MicroRNAs (miRNAs) regulate many aspects of human biology. They target mRNAs for translational repression or degradation through base pairing with 3' untranslated regions, primarily via seed ...sequences (nucleotides 2 to 8 in the mature miRNA sequence). A number of individual miRNAs and miRNA families share seed sequences and targets, but differ in the sequences outside of the seed. miRNAs have been implicated in the etiology of a wide variety of human diseases and therefore represent promising therapeutic targets. However, potential redundancy of different miRNAs sharing the same seed sequence and the challenge of simultaneously targeting miRNAs that differ significantly in nonseed sequences complicate therapeutic targeting approaches. We recently demonstrated effective inhibition of entire miRNA families using seed-targeting 8-mer locked nucleic acid (LNA)-modified antimiRs in short-term experiments in mammalian cells and in mice. However, the long-term efficacy and safety of this approach in higher organisms, such as humans and nonhuman primates, have not been determined.
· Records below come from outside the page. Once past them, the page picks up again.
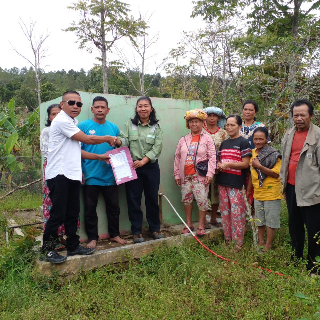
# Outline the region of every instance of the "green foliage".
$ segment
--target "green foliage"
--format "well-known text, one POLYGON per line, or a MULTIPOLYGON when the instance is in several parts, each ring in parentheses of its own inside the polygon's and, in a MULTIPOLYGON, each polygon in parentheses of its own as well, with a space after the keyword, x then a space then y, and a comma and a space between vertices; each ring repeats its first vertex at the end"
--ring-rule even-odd
POLYGON ((2 272, 12 270, 16 268, 17 264, 28 264, 35 258, 36 252, 34 248, 35 246, 41 244, 41 242, 36 238, 40 236, 41 232, 34 228, 28 230, 22 228, 21 230, 24 236, 14 236, 16 240, 10 244, 10 246, 15 248, 0 260, 0 270, 2 272))
MULTIPOLYGON (((12 172, 22 171, 26 162, 23 157, 28 146, 36 146, 36 142, 30 140, 32 135, 38 132, 39 115, 36 112, 28 117, 22 114, 18 118, 16 113, 14 99, 12 99, 8 106, 0 112, 0 181, 4 174, 12 172), (18 158, 17 156, 22 158, 18 158)), ((10 185, 11 176, 8 184, 10 185)))

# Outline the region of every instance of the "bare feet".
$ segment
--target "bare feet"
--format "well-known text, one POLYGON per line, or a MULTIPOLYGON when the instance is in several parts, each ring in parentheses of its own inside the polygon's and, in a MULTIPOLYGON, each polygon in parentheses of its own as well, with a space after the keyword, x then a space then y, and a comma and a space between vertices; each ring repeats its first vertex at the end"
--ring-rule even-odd
POLYGON ((110 238, 110 241, 112 242, 116 242, 120 244, 126 244, 126 240, 124 240, 120 236, 116 236, 115 238, 110 238))
POLYGON ((96 244, 98 244, 98 241, 96 240, 92 240, 90 241, 86 246, 87 248, 95 248, 96 246, 96 244))

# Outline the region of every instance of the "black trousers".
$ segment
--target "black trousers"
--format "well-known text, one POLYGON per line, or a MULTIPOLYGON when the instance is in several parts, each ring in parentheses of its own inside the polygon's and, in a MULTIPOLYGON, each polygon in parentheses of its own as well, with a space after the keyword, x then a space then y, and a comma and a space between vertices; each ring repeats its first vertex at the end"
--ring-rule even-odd
POLYGON ((119 192, 118 186, 84 186, 84 222, 86 232, 88 236, 89 242, 92 240, 98 241, 98 216, 96 214, 96 206, 99 195, 101 192, 104 198, 106 210, 108 218, 108 228, 110 237, 114 238, 120 236, 119 231, 119 192))
POLYGON ((64 224, 67 236, 66 248, 73 251, 80 243, 76 234, 80 214, 80 182, 70 180, 60 174, 46 182, 52 208, 44 234, 42 251, 54 250, 59 239, 58 228, 64 224))
POLYGON ((144 192, 146 220, 151 232, 160 232, 161 222, 159 217, 160 168, 157 162, 148 162, 136 170, 138 178, 126 184, 129 219, 132 234, 142 233, 143 212, 141 210, 142 194, 144 192))
MULTIPOLYGON (((296 187, 288 184, 286 187, 286 204, 289 212, 289 232, 292 240, 292 259, 304 259, 304 224, 308 231, 308 270, 314 268, 316 258, 320 256, 320 245, 316 244, 315 234, 320 231, 320 204, 309 206, 298 206, 296 187)), ((315 272, 319 273, 317 268, 315 272)))

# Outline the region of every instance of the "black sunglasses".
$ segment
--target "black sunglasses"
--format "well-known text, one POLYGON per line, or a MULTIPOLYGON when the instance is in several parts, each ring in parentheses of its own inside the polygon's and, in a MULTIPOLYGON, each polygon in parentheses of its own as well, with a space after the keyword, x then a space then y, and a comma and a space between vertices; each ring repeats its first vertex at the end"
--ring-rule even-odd
POLYGON ((82 102, 76 102, 75 101, 74 101, 73 100, 70 100, 69 101, 63 101, 62 102, 68 102, 68 104, 69 106, 74 106, 74 104, 76 104, 76 106, 78 106, 79 108, 80 108, 82 107, 82 106, 84 105, 84 104, 82 104, 82 102))

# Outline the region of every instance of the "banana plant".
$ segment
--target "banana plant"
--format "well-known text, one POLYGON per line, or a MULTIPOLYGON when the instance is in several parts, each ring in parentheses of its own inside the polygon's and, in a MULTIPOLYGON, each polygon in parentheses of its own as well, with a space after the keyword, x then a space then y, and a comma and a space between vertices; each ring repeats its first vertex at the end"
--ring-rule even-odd
POLYGON ((24 164, 18 160, 15 154, 20 152, 20 155, 24 156, 27 144, 26 141, 38 116, 34 112, 26 120, 18 119, 15 112, 13 98, 8 104, 8 108, 0 112, 0 181, 4 172, 23 170, 24 164))

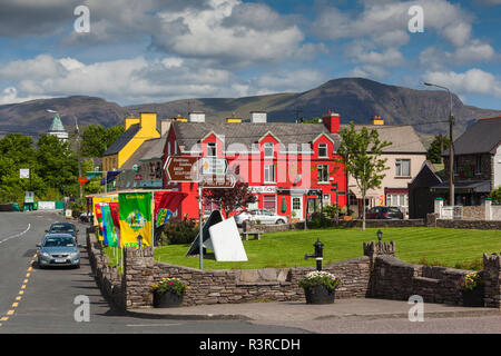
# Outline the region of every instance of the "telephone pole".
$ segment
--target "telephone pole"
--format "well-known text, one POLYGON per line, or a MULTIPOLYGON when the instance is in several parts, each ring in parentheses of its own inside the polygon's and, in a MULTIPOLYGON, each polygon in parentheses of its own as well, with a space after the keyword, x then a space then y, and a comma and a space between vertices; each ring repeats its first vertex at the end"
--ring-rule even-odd
POLYGON ((449 88, 438 86, 431 82, 424 83, 428 87, 436 87, 444 89, 449 92, 449 205, 454 206, 454 141, 453 141, 453 129, 454 129, 454 116, 452 115, 452 93, 449 88))

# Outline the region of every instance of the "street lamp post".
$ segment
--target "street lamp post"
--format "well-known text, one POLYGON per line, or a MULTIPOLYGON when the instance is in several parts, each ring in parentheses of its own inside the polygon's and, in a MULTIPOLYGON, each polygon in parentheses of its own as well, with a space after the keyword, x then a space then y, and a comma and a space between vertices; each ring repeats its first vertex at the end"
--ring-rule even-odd
POLYGON ((450 99, 450 108, 449 108, 449 204, 454 206, 454 144, 453 144, 453 126, 454 126, 454 116, 452 115, 452 93, 449 88, 438 86, 431 82, 424 83, 428 87, 436 87, 440 89, 444 89, 449 92, 450 99))

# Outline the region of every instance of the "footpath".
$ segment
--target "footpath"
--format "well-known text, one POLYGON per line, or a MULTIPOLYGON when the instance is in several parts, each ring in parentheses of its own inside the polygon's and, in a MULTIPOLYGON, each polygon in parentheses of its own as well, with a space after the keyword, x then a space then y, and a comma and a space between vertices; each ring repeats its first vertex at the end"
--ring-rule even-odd
MULTIPOLYGON (((301 322, 301 320, 372 320, 389 318, 409 318, 413 305, 405 300, 372 298, 337 299, 334 304, 306 305, 301 301, 215 304, 176 308, 138 308, 128 315, 155 319, 189 320, 259 320, 259 322, 301 322)), ((413 308, 411 314, 418 316, 413 308)), ((423 304, 424 318, 501 316, 494 308, 462 307, 443 304, 423 304)))

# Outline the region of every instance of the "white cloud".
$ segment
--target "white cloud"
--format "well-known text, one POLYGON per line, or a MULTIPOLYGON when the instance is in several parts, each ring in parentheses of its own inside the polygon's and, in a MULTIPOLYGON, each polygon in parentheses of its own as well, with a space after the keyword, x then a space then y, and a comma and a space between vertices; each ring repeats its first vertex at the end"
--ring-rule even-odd
POLYGON ((470 63, 479 63, 482 61, 491 61, 498 55, 489 43, 480 40, 471 40, 463 47, 456 48, 454 51, 445 51, 435 46, 429 47, 420 53, 420 63, 431 69, 442 69, 451 66, 464 66, 470 63))
POLYGON ((494 75, 473 68, 465 72, 432 71, 423 76, 424 81, 449 88, 459 95, 491 95, 501 98, 501 81, 494 75))
POLYGON ((412 6, 423 8, 425 31, 436 31, 455 47, 470 40, 472 16, 445 0, 367 1, 363 11, 355 16, 333 7, 321 7, 312 32, 325 40, 370 38, 384 46, 403 46, 412 36, 419 36, 405 33, 412 6))
POLYGON ((212 0, 208 8, 165 11, 158 17, 154 48, 225 67, 305 59, 323 50, 323 46, 303 44, 301 29, 263 3, 212 0))

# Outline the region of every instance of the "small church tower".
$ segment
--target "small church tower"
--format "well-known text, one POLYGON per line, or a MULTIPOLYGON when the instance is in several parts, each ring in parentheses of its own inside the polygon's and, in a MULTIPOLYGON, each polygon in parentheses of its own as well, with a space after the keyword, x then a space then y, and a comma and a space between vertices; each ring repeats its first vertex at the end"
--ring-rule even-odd
POLYGON ((69 134, 67 130, 65 130, 59 113, 56 113, 53 117, 52 125, 50 126, 49 129, 49 135, 57 136, 60 140, 65 142, 68 140, 69 134))

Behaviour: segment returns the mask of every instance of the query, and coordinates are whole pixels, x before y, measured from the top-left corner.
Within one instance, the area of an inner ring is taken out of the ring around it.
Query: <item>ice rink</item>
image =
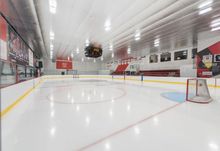
[[[220,89],[195,104],[185,86],[100,78],[44,80],[2,119],[4,151],[216,151]]]

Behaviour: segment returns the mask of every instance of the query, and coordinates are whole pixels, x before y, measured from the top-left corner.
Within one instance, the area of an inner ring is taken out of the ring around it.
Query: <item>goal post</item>
[[[187,80],[186,101],[202,104],[212,101],[206,79]]]

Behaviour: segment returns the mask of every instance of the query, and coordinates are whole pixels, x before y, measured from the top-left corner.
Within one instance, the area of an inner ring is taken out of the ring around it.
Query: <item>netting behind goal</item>
[[[209,103],[212,98],[206,79],[188,79],[186,100],[195,103]]]

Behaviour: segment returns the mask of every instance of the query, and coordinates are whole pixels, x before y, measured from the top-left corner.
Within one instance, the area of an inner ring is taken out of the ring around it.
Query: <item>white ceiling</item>
[[[16,3],[16,0],[7,1]],[[35,28],[39,29],[35,35],[38,35],[38,49],[44,57],[50,58],[50,45],[53,44],[54,57],[68,57],[73,53],[75,60],[84,57],[86,39],[102,44],[104,60],[112,59],[110,43],[115,58],[120,59],[193,46],[198,32],[210,30],[210,22],[213,17],[219,17],[216,15],[220,12],[219,0],[214,0],[213,10],[204,15],[198,15],[198,6],[207,0],[56,0],[55,14],[50,12],[49,0],[26,1],[23,12],[36,13],[33,15]],[[17,4],[16,7],[20,7],[16,8],[20,14],[22,6]],[[108,32],[104,28],[106,20],[111,21]],[[137,30],[141,33],[139,41],[134,38]],[[50,31],[54,32],[54,40],[50,39]],[[157,38],[160,39],[159,48],[154,47]]]

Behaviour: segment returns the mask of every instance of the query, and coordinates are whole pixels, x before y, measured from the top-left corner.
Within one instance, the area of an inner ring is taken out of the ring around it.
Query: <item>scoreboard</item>
[[[85,48],[85,56],[90,58],[98,58],[102,56],[102,48],[100,45],[90,44]]]

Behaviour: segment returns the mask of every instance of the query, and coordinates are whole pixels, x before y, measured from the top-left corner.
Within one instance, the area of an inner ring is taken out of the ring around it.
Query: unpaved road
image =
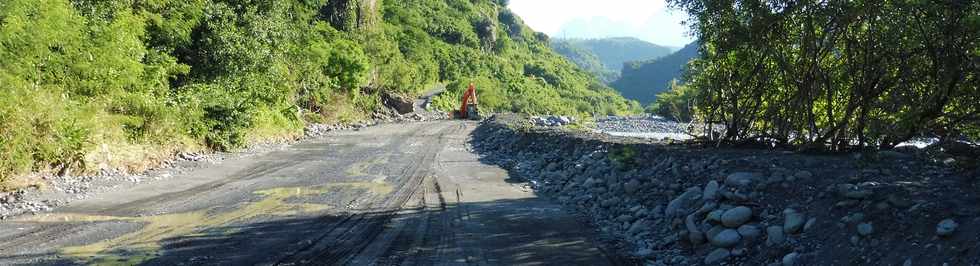
[[[605,265],[465,148],[474,122],[336,132],[0,222],[0,265]]]

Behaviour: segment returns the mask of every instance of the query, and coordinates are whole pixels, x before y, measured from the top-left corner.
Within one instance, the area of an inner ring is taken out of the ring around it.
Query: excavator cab
[[[455,112],[454,116],[460,119],[480,119],[480,112],[477,108],[476,101],[476,86],[473,83],[470,83],[469,89],[466,89],[466,93],[463,94],[463,103],[460,105],[459,111]]]

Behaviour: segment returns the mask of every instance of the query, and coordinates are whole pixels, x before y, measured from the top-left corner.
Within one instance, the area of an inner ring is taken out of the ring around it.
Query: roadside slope
[[[477,152],[653,265],[974,265],[977,173],[923,152],[703,149],[497,116]]]
[[[475,126],[332,131],[13,217],[0,264],[615,262],[573,215],[481,162],[466,145]]]

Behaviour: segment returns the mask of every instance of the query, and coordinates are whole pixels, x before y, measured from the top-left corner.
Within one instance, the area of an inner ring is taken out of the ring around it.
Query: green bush
[[[381,93],[439,83],[447,110],[470,82],[485,111],[639,110],[500,1],[363,3],[2,1],[0,184],[86,160],[128,166],[92,159],[119,146],[156,152],[119,156],[141,160],[295,136],[306,121],[365,119]]]

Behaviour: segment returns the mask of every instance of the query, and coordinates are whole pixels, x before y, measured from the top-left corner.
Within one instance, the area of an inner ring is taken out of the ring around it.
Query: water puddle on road
[[[240,208],[212,213],[212,209],[194,212],[161,214],[143,217],[101,216],[72,213],[54,213],[30,217],[24,221],[33,222],[108,222],[124,221],[141,223],[143,226],[133,232],[113,239],[96,243],[66,247],[60,250],[63,255],[74,257],[79,262],[92,265],[133,265],[147,262],[162,255],[164,240],[179,237],[213,236],[213,229],[222,229],[235,222],[245,222],[257,217],[282,217],[310,214],[332,208],[319,203],[292,203],[310,200],[338,189],[362,189],[375,195],[386,195],[392,191],[389,184],[378,182],[333,183],[315,187],[274,188],[254,192],[261,200],[248,202]],[[236,227],[218,232],[230,235]],[[205,230],[212,229],[207,233]]]
[[[371,160],[359,161],[357,163],[352,164],[350,167],[347,168],[347,171],[344,171],[344,173],[347,174],[347,176],[367,176],[367,177],[384,178],[383,175],[374,174],[371,172],[375,172],[377,170],[375,169],[376,167],[384,166],[387,163],[388,163],[387,156],[375,157]]]

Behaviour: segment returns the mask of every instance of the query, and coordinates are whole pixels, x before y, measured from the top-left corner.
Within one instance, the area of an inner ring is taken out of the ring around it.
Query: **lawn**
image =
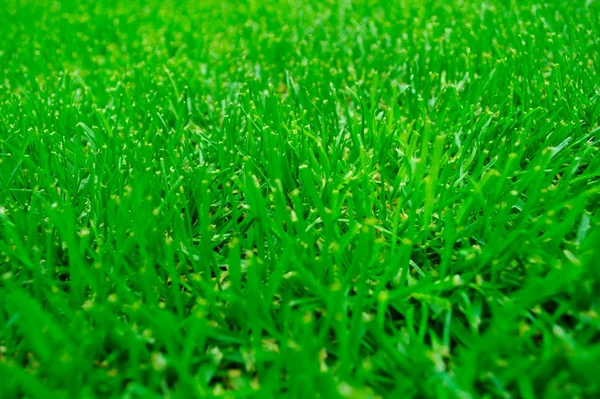
[[[600,3],[0,1],[0,397],[600,397]]]

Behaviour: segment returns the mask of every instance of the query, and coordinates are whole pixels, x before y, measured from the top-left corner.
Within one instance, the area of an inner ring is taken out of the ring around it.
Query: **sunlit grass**
[[[599,11],[4,1],[0,397],[600,395]]]

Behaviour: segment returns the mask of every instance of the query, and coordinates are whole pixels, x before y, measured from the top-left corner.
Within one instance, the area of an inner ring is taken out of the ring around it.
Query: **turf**
[[[0,397],[598,397],[597,1],[0,4]]]

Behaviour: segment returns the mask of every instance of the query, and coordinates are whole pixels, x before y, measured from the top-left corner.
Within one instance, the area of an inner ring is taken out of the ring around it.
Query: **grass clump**
[[[594,1],[0,7],[0,396],[600,395]]]

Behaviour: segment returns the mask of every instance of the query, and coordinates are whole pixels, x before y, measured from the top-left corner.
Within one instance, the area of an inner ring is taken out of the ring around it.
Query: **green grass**
[[[0,4],[0,397],[600,395],[598,1]]]

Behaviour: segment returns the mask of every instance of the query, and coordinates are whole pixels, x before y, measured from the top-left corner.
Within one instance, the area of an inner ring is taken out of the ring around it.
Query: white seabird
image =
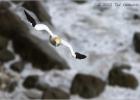
[[[71,55],[76,58],[76,59],[84,59],[86,58],[85,55],[80,54],[78,52],[74,52],[72,46],[65,40],[61,39],[61,37],[55,35],[52,33],[52,31],[49,29],[49,27],[45,24],[37,24],[37,22],[35,21],[35,19],[33,17],[31,17],[31,15],[24,10],[24,13],[28,19],[28,21],[32,24],[32,26],[39,31],[45,30],[47,31],[47,33],[50,35],[50,43],[54,46],[59,46],[59,45],[64,45],[66,47],[69,48]]]

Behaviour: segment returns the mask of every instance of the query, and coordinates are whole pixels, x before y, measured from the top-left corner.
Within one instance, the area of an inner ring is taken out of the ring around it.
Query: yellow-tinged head
[[[61,38],[59,36],[50,37],[50,42],[54,46],[59,46],[61,44]]]

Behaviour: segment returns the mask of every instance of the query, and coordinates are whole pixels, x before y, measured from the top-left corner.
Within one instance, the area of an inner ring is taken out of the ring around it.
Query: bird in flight
[[[71,55],[76,58],[76,59],[85,59],[87,56],[83,55],[79,52],[74,52],[72,46],[65,40],[63,40],[61,37],[59,37],[58,35],[55,35],[52,33],[52,31],[49,29],[49,27],[45,24],[40,24],[37,23],[36,20],[27,12],[24,10],[24,13],[26,15],[27,20],[32,24],[32,26],[39,31],[45,30],[47,31],[47,33],[50,35],[50,43],[54,46],[59,46],[59,45],[64,45],[67,48],[69,48]]]

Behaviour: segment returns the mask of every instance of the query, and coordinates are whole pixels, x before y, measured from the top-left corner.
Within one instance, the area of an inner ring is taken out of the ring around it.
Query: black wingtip
[[[76,59],[85,59],[87,57],[86,55],[80,54],[78,52],[75,52],[75,54],[76,54]]]
[[[32,26],[34,27],[34,26],[36,25],[35,19],[34,19],[33,17],[31,17],[31,15],[30,15],[26,10],[24,10],[24,13],[25,13],[25,15],[26,15],[28,21],[29,21],[30,23],[32,23]]]

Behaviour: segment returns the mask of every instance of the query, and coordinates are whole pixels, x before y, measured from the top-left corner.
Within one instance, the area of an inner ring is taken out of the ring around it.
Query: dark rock
[[[23,86],[27,89],[32,89],[32,88],[36,88],[37,86],[37,82],[38,82],[38,78],[39,76],[37,75],[31,75],[28,76],[24,82],[23,82]]]
[[[0,49],[6,49],[8,45],[8,39],[3,36],[0,36]]]
[[[71,93],[79,94],[83,98],[92,98],[99,96],[105,89],[106,83],[101,79],[77,74],[72,82]]]
[[[49,43],[32,35],[28,26],[1,3],[0,34],[10,38],[15,52],[34,67],[42,70],[69,68],[65,59]]]
[[[25,62],[19,61],[19,62],[13,63],[10,68],[12,70],[20,73],[24,69],[24,66],[25,66]]]
[[[123,69],[130,70],[131,66],[125,64],[113,65],[113,68],[110,70],[108,76],[109,85],[136,89],[138,86],[138,80],[135,76],[123,72]]]
[[[15,58],[14,54],[8,50],[0,50],[0,61],[7,62]]]
[[[41,1],[24,1],[23,7],[35,13],[40,22],[47,22],[49,25],[52,25],[51,17]]]
[[[135,32],[133,36],[133,45],[137,53],[140,53],[140,32]]]
[[[87,0],[73,0],[73,2],[77,3],[77,4],[84,4],[86,3]]]
[[[140,15],[138,15],[138,14],[134,14],[134,15],[133,15],[133,19],[135,19],[135,20],[139,20],[139,19],[140,19]]]
[[[13,92],[15,90],[15,88],[16,88],[17,85],[18,84],[17,84],[16,81],[11,81],[9,83],[9,86],[7,87],[7,91],[10,92],[10,93]]]
[[[70,95],[57,88],[48,88],[43,92],[42,99],[69,99]]]
[[[17,86],[17,82],[13,81],[11,76],[5,72],[0,72],[0,90],[13,92]]]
We show that pharmacological inhibition of the miR-33 family, key regulators of cholesterol/lipid homeostasis, by a subcutaneously delivered 8-mer LNA-modified antimiR in obese and insulin-resistant nonhuman primates results in derepression of miR-33 targets, such as ABCA1, increases circulating high-density lipoprotein cholesterol, and is well tolerated over 108 days of treatment. These findings demonstrate the efficacy and safety of an 8-mer LNA-antimiR against an miRNA family in a nonhuman primate metabolic disease model, suggesting that this could be a feasible approach for therapeutic targeting of miRNA families sharing the same seed sequence in human diseases.